Let $f(t):=T^4+aT^2+b$ be a polynomial in a field $K[T]$ such that it can be decomposed in two irreducible factors of degree 2.
My intuition then is screaming to me that then we neccessarily have that the decomposition is $f(T)= (T^2-u^2)(T^2-v^2)$, where $\pm u, \pm v$ are the roots of $f$.
My reasoning here is that since $u$ and $-u$ are related through an element in $K$ then they are bound tighter together than $u$ and $v$, so they must always be paired roots.
Is this true? Under which conditions?
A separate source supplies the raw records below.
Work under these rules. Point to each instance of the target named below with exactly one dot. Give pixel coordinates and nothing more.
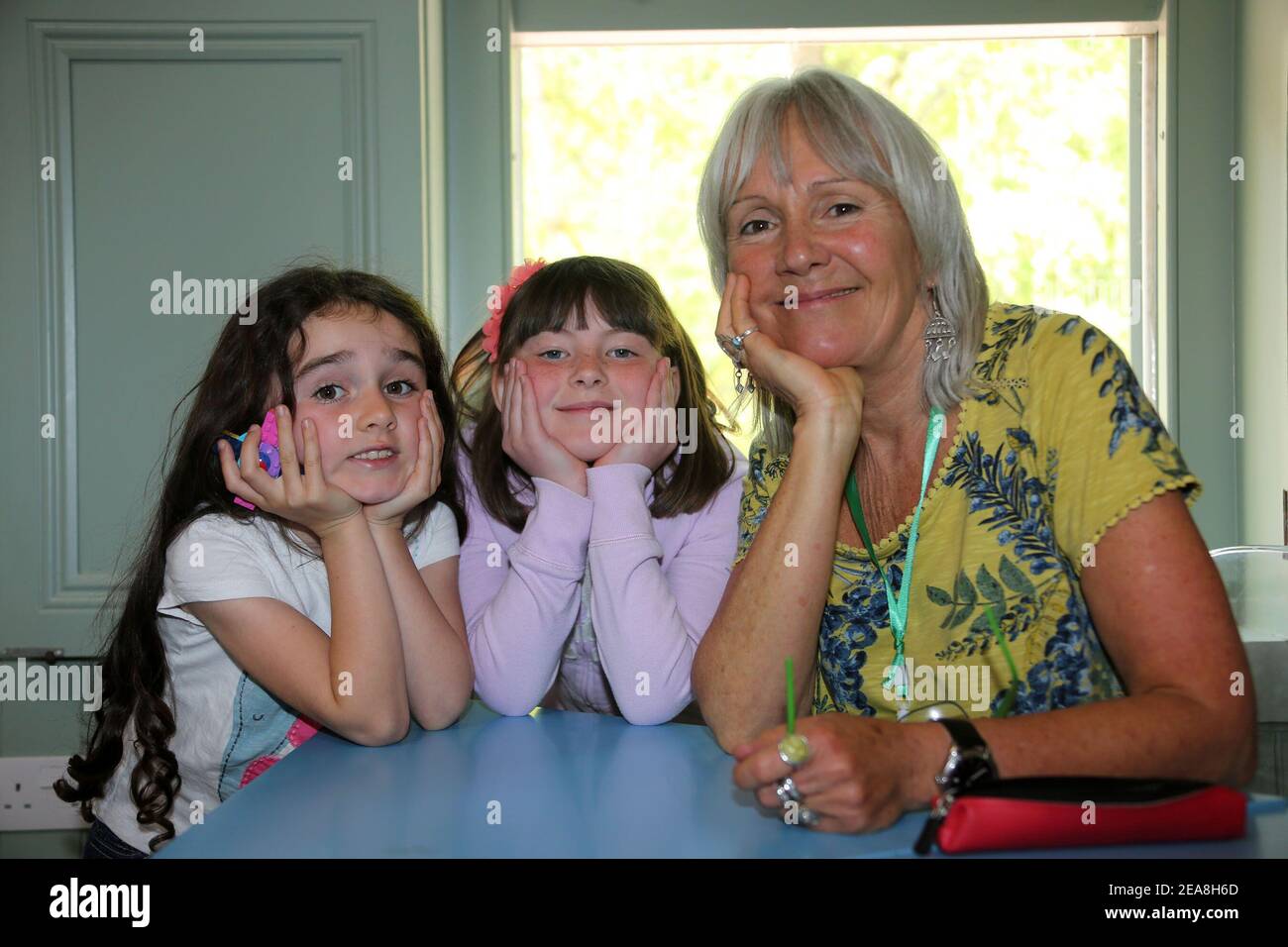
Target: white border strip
(823, 35)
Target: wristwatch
(969, 761)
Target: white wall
(1261, 268)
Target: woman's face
(844, 247)
(576, 371)
(361, 382)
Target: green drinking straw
(791, 698)
(1008, 702)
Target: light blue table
(558, 785)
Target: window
(1041, 133)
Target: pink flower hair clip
(497, 307)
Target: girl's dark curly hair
(252, 368)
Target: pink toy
(269, 458)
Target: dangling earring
(940, 337)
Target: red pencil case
(1063, 812)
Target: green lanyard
(900, 603)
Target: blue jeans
(103, 843)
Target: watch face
(975, 771)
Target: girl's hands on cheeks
(305, 499)
(524, 437)
(816, 394)
(651, 453)
(424, 479)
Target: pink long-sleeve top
(596, 604)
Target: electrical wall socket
(27, 799)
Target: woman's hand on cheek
(524, 437)
(307, 499)
(656, 421)
(425, 475)
(833, 395)
(853, 777)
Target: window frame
(1189, 273)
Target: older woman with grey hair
(964, 522)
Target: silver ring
(787, 791)
(794, 750)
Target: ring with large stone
(794, 750)
(787, 791)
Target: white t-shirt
(228, 729)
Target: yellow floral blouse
(1054, 446)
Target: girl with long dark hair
(262, 608)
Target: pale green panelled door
(219, 158)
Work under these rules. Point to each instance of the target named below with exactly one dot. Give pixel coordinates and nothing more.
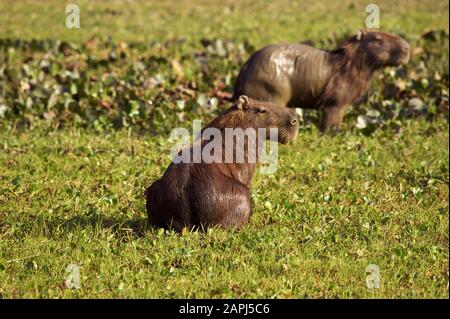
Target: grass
(335, 205)
(75, 197)
(260, 22)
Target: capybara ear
(360, 34)
(243, 102)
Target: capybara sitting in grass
(297, 75)
(205, 193)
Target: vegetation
(85, 117)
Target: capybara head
(259, 114)
(381, 48)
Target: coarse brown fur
(297, 75)
(204, 194)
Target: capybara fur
(298, 75)
(205, 194)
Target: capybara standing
(298, 75)
(203, 194)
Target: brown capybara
(297, 75)
(203, 194)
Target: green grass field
(74, 164)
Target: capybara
(298, 75)
(205, 194)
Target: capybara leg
(332, 118)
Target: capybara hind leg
(332, 118)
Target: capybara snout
(216, 193)
(268, 115)
(383, 48)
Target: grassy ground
(335, 205)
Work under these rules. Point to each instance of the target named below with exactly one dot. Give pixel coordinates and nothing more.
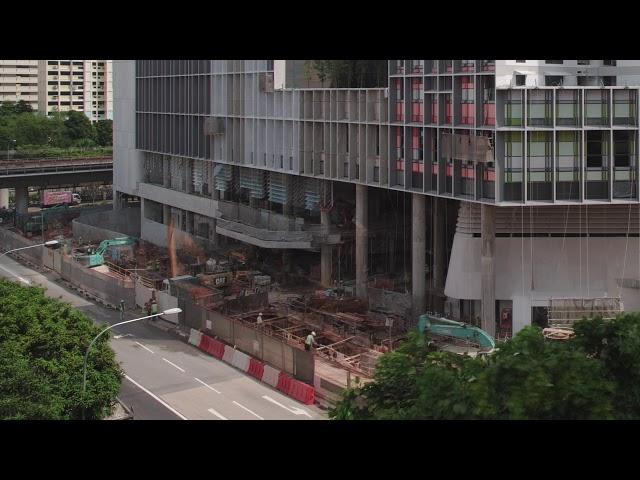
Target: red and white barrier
(240, 360)
(266, 373)
(270, 376)
(228, 354)
(195, 336)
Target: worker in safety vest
(310, 341)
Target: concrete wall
(562, 267)
(273, 351)
(110, 224)
(127, 161)
(109, 289)
(193, 203)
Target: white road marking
(208, 386)
(23, 280)
(146, 348)
(245, 408)
(294, 410)
(211, 410)
(155, 397)
(173, 364)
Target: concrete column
(166, 214)
(4, 198)
(418, 254)
(325, 251)
(166, 171)
(22, 200)
(439, 257)
(362, 241)
(488, 279)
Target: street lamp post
(170, 311)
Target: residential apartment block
(537, 160)
(82, 85)
(19, 81)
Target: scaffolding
(564, 312)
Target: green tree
(528, 377)
(42, 346)
(617, 345)
(104, 132)
(78, 126)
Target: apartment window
(553, 80)
(488, 65)
(567, 165)
(399, 87)
(568, 108)
(399, 164)
(467, 65)
(513, 111)
(468, 100)
(417, 102)
(540, 153)
(513, 166)
(624, 164)
(596, 107)
(624, 107)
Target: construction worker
(310, 341)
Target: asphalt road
(167, 378)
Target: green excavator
(452, 331)
(97, 258)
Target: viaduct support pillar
(325, 251)
(4, 198)
(362, 240)
(22, 200)
(418, 254)
(488, 279)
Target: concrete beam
(362, 240)
(4, 198)
(418, 254)
(22, 199)
(487, 261)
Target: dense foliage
(21, 129)
(42, 347)
(352, 73)
(596, 375)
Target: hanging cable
(586, 211)
(522, 246)
(626, 246)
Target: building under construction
(483, 189)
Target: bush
(596, 375)
(42, 347)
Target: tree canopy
(352, 73)
(42, 347)
(60, 130)
(595, 375)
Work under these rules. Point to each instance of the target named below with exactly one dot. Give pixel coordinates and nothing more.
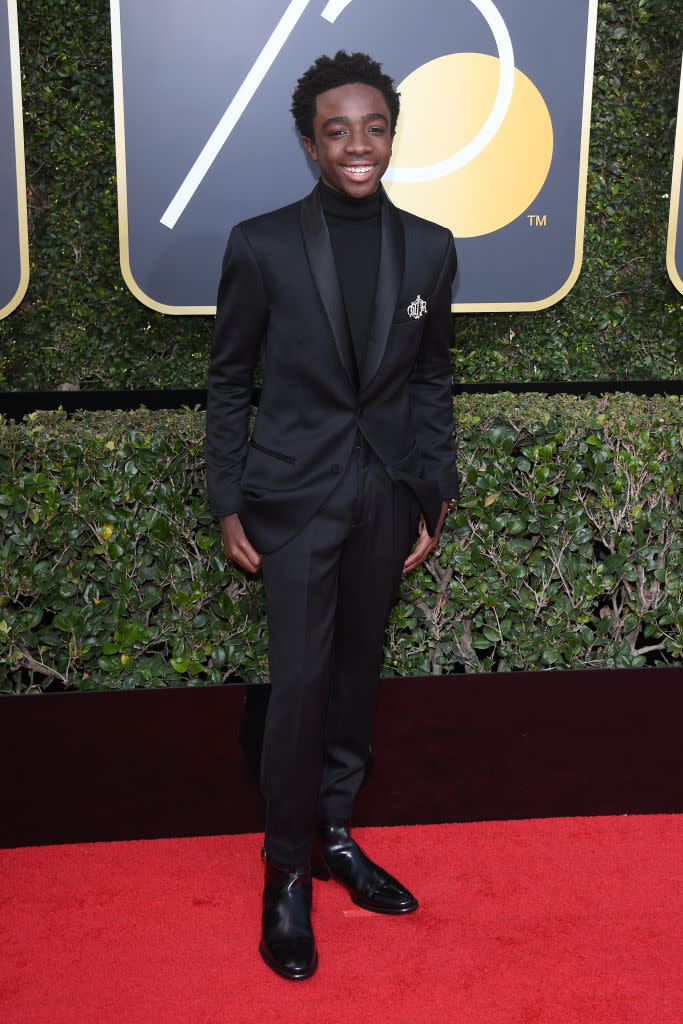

What is an easy proof of this fact?
My half assed attempt:
Let's suppose this is not the case, so wlog $(T-u)(T-v)\in K[T]$.
Then the possible K-automorphisms of the splitting field $K_f=K(u,v)$ are those described by the images of $u$ and $v$. But since the roots of irreducible polynomials must be mapped to roots of irreducible polynomials, then $u$ goes to itself or to $v$, and $-u$ goes also to itself or $-v$ due to how we decomposed $f$.
But either choice of image for $u$ fixes the image of $-u$, so there are only two $K$-automorphisms and thus the degree of the expansion $K_f | K$ is equal to 2.
And this is a contradiction because the degree of the expansion is $4$... except that I can't actually prove this last part.
Any ideas?
Let $f(X)=X^4+aX^2+b$ be a polynomial of degree four with irreducible factorization $f(X)=(X^2-d_1)(X^2-d_2)$, then $a=-d_1-d_2$ and $b=d_1d_2$. Hence the necessary and sufficient condition, to have such a factorization, is that the quadratic polinomial $X^2+aX+b$ has a root in $K$.